Yes, there is. You can send money from Canada to more than 130 countries, using an online international money transfer service called Xe (that’s us). Or you can send money to Canada from the US, the UK, Australia, and New Zealand.
This is how you set up a money transfer between Canada and any other country:
Sign up for a new or present Xe account for free.
Type the amount you wish to send to or from Canada, as well as the currency you’d like to exchange.
Enter your name, your Canadian bank account, and your residential address in Canada. You can save these details for processing future payments quickly.
Choose a payment method. You can use your new Canadian credit card to fund your transfer, or you can use a direct debit or bank transfer.
Check whether you’ve entered all the info correctly, and confirm the money transfer.
Some of the best credit cards for expats in Canada let you make international payments, as well. However, there’s a slight catch - the foreign transaction fees on these cards can add up to a lot, slowly but surely.

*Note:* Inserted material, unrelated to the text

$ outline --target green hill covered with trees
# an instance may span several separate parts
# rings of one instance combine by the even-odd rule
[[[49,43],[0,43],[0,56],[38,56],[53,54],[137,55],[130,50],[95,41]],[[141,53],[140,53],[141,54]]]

With Xe, though, you can make international money transfers at cost-effective rates. Plus, our free currency converter shows you live exchange rates for any currency, anytime and anywhere, so you’ll know what the best time is for making an international payment.
That being said, find out what you want the most from a credit card in Canada, and choose one according to your needs.
All currency conversions mentioned are based on the CAD/USD mid-market rate from Xe as on June 10th, 2021, at 11:45 PM PT.